Last month I had the opportunity to meet and hear Randi Zuckerberg speak at Meredith College. Randi was visiting the campus to receive the President’s Award and deliver the 2012 Woman of Achievement Lecture. Prior to the event I was able to attend the VIP reception thanks to my wife (@mcdezigns) who won the Meredith Facebook contest.
Randi Zuckerberg is the former head of marketing at Facebook and brother to Mark Zuckerberg, Facebook founder and the next american billionaire. She left her advertising agency job to work with Mark when he was at Harvard to help him launch Facebook and was with the company until last fall. During her tenure she was able to see the development of Facebook and help with the launch of several of the platforms features.
Randi stated that she changes her presentation based on current trends and that it can change on a monthly basis. The top trends she discussed were:
- The sharing economy: social media has created a more caring community that shares resources instead of hoarding them.
- People as platforms: the ability for individuals to generate a fan followiong rapidly.
- Gamification of health and fitness: apps like Gym-Pact reward healthy behavior.
- Crowdsourcing: Kickstart is funding more projects than the NEA. Logos and corporate identity are being generated by sites like 99 Designs.
- Cover photos are making statements: people and brands are having fun with photos and creating a billboard type impression on Facebook. Examples include Girl Scout Cookies and Obama’s campaign pages.
- Mobile first: new technology is being designed only for use as a mobile app without a formal website. These new apps are building one use case really well versus a whole site.
- Curation is creating experts from individuals that never write, paint or create unique content. Sites like Pinterest allow users to create a strong following based off their taste not their own content.
- Creating social moments: what if you could recreate the Home Shopping Network within Facebook with real time stats on friends purchases?
- The opportunity to create more social moments via live blogging (which I wish I had known that there was WiFi at the event, I would have live blogged this post!).
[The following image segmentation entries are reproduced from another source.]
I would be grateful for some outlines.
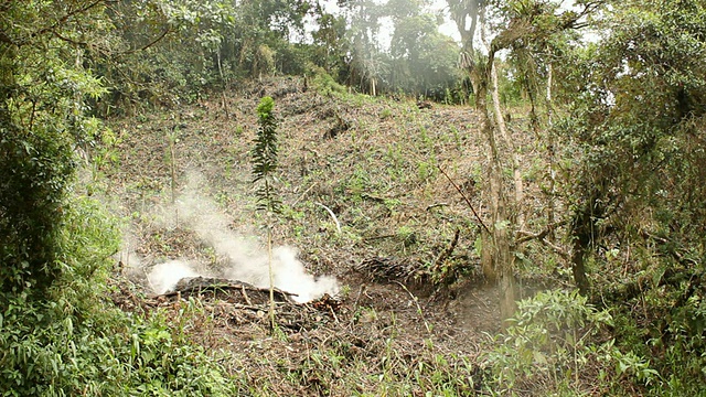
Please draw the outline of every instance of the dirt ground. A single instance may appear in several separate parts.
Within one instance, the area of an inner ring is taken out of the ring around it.
[[[438,168],[482,211],[475,184],[485,157],[477,116],[440,105],[419,109],[414,101],[327,96],[304,92],[301,83],[250,83],[234,87],[226,103],[214,95],[114,120],[118,142],[106,157],[116,161],[100,170],[106,200],[126,219],[114,300],[127,311],[179,313],[191,297],[202,308],[189,325],[194,340],[257,363],[287,356],[291,371],[312,346],[345,345],[346,354],[375,361],[391,335],[408,365],[430,344],[437,353],[472,361],[499,330],[498,291],[480,276],[471,208]],[[279,118],[284,211],[272,240],[296,247],[309,273],[334,276],[340,287],[334,297],[304,304],[278,302],[285,340],[269,336],[267,302],[249,301],[260,292],[253,290],[245,301],[234,287],[156,296],[147,279],[168,260],[186,258],[211,272],[227,262],[170,206],[189,192],[215,203],[231,233],[265,246],[249,154],[264,95],[275,98]],[[323,380],[308,382],[314,387]],[[331,385],[325,390],[336,395]]]

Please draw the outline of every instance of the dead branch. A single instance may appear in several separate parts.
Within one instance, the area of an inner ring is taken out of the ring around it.
[[[446,179],[449,180],[449,182],[451,182],[451,185],[453,186],[453,189],[456,189],[457,192],[459,192],[459,194],[461,195],[461,197],[463,197],[463,200],[466,201],[466,204],[468,204],[468,206],[471,208],[471,212],[473,212],[473,215],[475,216],[475,219],[478,219],[478,222],[481,224],[481,226],[483,226],[483,229],[485,229],[485,232],[488,232],[489,234],[491,233],[490,229],[488,228],[488,226],[485,226],[485,223],[483,222],[483,219],[481,219],[480,215],[478,215],[478,212],[475,212],[475,208],[473,207],[473,204],[471,203],[471,201],[468,198],[468,196],[463,193],[463,191],[461,190],[461,187],[459,187],[453,180],[451,179],[451,176],[449,176],[449,174],[446,173],[446,171],[443,171],[443,169],[440,165],[437,165],[437,168],[439,169],[439,171],[441,171],[441,173],[443,174],[443,176],[446,176]]]

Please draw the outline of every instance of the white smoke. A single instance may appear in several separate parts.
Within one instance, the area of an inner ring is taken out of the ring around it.
[[[252,283],[259,288],[269,287],[269,257],[254,238],[245,238],[233,232],[229,218],[216,204],[195,193],[184,194],[175,207],[182,227],[192,229],[200,239],[213,247],[216,254],[227,258],[227,266],[218,273],[227,279]],[[173,212],[174,208],[171,210]],[[308,302],[324,293],[339,291],[334,277],[314,277],[307,272],[304,264],[298,259],[297,249],[275,247],[271,254],[274,285],[276,288],[295,293],[297,302]],[[154,266],[148,275],[157,293],[173,289],[183,277],[203,276],[195,266],[184,261],[169,261]]]
[[[170,260],[152,267],[147,280],[152,290],[161,294],[172,290],[182,278],[196,276],[199,273],[192,265],[181,260]]]

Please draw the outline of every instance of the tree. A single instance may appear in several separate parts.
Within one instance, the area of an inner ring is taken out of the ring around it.
[[[703,144],[706,114],[706,73],[698,66],[706,62],[705,8],[630,1],[616,10],[605,21],[607,37],[574,55],[560,93],[571,98],[573,116],[558,131],[571,137],[570,155],[580,159],[567,196],[575,277],[585,292],[586,260],[611,239],[663,246],[663,260],[691,272],[684,253],[703,251],[698,236],[706,232],[697,182],[706,157],[694,150]]]
[[[503,170],[509,168],[516,175],[516,161],[512,144],[502,133],[502,115],[494,97],[488,104],[489,89],[496,87],[495,56],[504,50],[517,51],[528,43],[546,40],[558,32],[577,29],[581,19],[593,12],[601,1],[580,1],[580,11],[559,11],[559,3],[552,1],[509,1],[503,3],[483,0],[448,0],[449,9],[463,40],[463,66],[469,73],[475,97],[475,109],[489,147],[489,200],[490,228],[483,229],[483,269],[491,280],[498,279],[501,287],[501,316],[510,318],[515,309],[514,258],[517,230],[517,202],[522,197],[521,180],[515,178],[515,194],[510,194],[504,182]],[[493,13],[491,26],[488,21]],[[480,24],[480,29],[477,29]],[[486,31],[488,29],[488,31]],[[486,43],[486,53],[478,51],[477,30],[481,42]],[[495,83],[494,83],[495,82]],[[496,95],[496,88],[493,89]],[[513,215],[513,211],[514,214]]]
[[[92,39],[105,33],[104,4],[0,7],[0,288],[41,298],[66,271],[61,233],[75,150],[99,132],[85,111],[105,89],[83,60],[101,47]]]

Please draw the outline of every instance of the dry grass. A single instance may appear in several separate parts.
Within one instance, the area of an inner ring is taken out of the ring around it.
[[[306,321],[271,335],[257,310],[228,308],[223,297],[148,304],[139,277],[121,281],[116,301],[132,302],[126,310],[140,313],[168,311],[193,340],[227,352],[223,365],[244,380],[244,394],[474,394],[483,332],[499,326],[496,290],[479,278],[479,225],[437,167],[483,211],[485,155],[477,116],[469,109],[420,110],[413,103],[302,93],[298,84],[272,79],[240,87],[228,99],[229,119],[220,100],[202,100],[139,116],[138,124],[115,120],[119,164],[103,171],[109,195],[129,219],[131,250],[141,266],[183,257],[218,266],[217,255],[193,233],[160,219],[163,212],[156,208],[171,200],[174,161],[178,192],[194,184],[190,175],[201,175],[200,193],[218,203],[229,227],[257,236],[261,222],[254,211],[249,150],[257,103],[261,95],[275,96],[285,210],[274,238],[299,247],[310,272],[340,279],[340,310],[280,305],[280,312]],[[335,213],[341,233],[321,204]],[[453,251],[436,262],[457,229]],[[445,272],[441,280],[419,278],[422,285],[414,278],[407,286],[373,281],[354,270],[371,258]],[[130,282],[137,287],[126,287]]]

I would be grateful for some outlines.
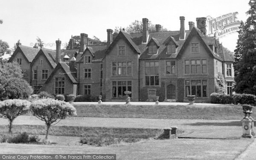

- Philanthropy is offering brands the opportunity to dip their toes into social media by matching contributions or having contests. Target asked its fans to pick which charity they would give their annual donation to by voting on Facebook.
Overall I was very impressed with Randi both on a personal and professional level. She was very approachable when I had the opportunity to meet her before the event and I enjoyed discussing strategy with her. After seeing her speak to the crowd you could tell that she was a savvy marketing professional that understood that technology is cool but you need to provide value. Technology for wow factor fades fast.
I would like to thank Meredith College for bringing Randi to the Triangle as the event was free to the public.